Chris and Wendy’s daughter, ADAS crop physiologist Dr Sarah Kendall, says: “Our latest YEN results suggest a number of tweaks we can make to our management to maintain our progress.
“Clearly linked with the crop’s low thousand seed weight, the speed with which it went off in summer on chalk land where water availability is rarely an issue means a greater focus on both rooting and green leaf-preserving agronomy is likely to be valuable.
“Equally, seed analysis highlights phosphate and magnesium nutrition as key areas worth more attention. And, although we have to be mindful of the risk of a hard winter on north-facing slopes in particular, we could probably also afford to ease back on sowing rates a little. As well as giving us a more open and potentially more efficient canopy, this may help reduce rooting competition.”

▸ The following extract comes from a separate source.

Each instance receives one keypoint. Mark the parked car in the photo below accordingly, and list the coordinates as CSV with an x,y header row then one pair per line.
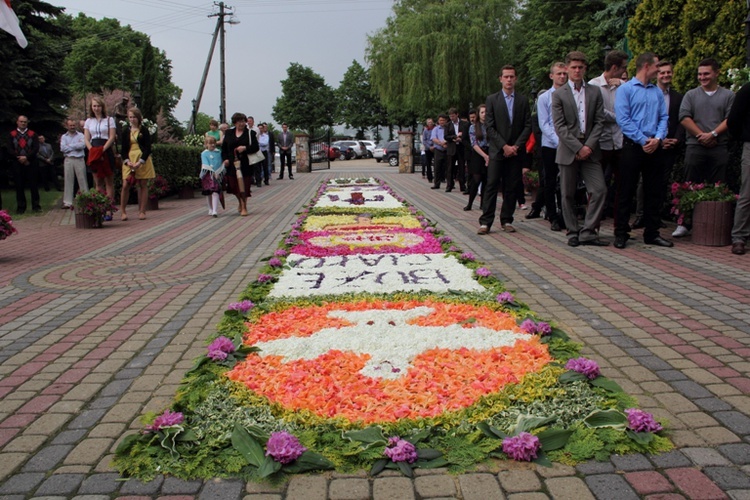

Mr Clark adds: “In addition to making the most of protected phosphate on soils prone to lock-up and extra boron with seedbed fertiliser, we have doubled our use of magnesium this season.
“Early tissue analysis confirms crop levels are low; it costs so little and is so easy to add to our spray programme.
“By including a low rate of metconazole at stem extension we are looking to aid crop structuring and rooting. And we’re exploring azoxystrobin at late flowering for its stay-green value.
“Largely nutritional fine-tuning and the even better Clearfield variety we have in the ground give us high hopes of pushing our OSR performance up another notch in 2021.”
Switching to a Clearfield variety for improved weed control has not compromised OSR performance at Arras Farm.